Glad I'm not the only person left on earth that would love to play 4e again, lol. I love the system personally. Definitely my first choice given the option of any version of DnD. I had actually pulled all my stuff out right before Covid-19 shut us down, and was planning to try to put a group together for Keep on the Shadowfell.
 

I myself would never use Rarity in a 4E game. It's a late edition fudge which was poorly implemented in my opinion.
You really have to understand the problem that rarity was intended to solve:

In the original design of 4e you had limited uses of item powers per day.
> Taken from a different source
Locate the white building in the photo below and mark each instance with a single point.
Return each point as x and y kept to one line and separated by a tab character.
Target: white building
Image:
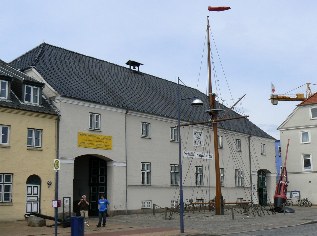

The idea was to allow players to have quite a variety of items with powers, but for that to not result in an endless parade of power uses. It wasn't a bad thought but it was fatally flawed. The problem being every player hoarded their 3 daily power uses. Designers COULD have made more items with Surge powers, but they didn't (AFAIK only a few potions have this). Even if they did, nobody can afford to pay that price very much. So the upshot is, any item power which is too good to allow to be encounter or at-will, but not exciting enough to burn one of your 3 hoarded uses on (or a surge) is effectively non-existent.

The result of this is that a lot of items are simply trivial, because their powers are weak enough to use constantly, or because they are simply never used since their powers are too weak to be worth a use slot. It was however, impossible to get rid of these slots because some items are lower level (and thus you could make tons of them) and yet their daily powers are pretty good. For near-level items it isn't a problem, treasure parcel availability restricts abuse, but it is a problem in a slotless game for these certain items (there are actually quite a few).

So, the solution was to do away with slots, but also to restrict item creation. This actually works fine if you have a GM who is a bit flexible. PCs can easily find/research/quest for/buy formulas for specific 'rare' or even 'very rare' items and then craft them. This does allow the GM to put a foot down on abuse though. Items that would break the game if used over and over just don't have formulas you can get, others do.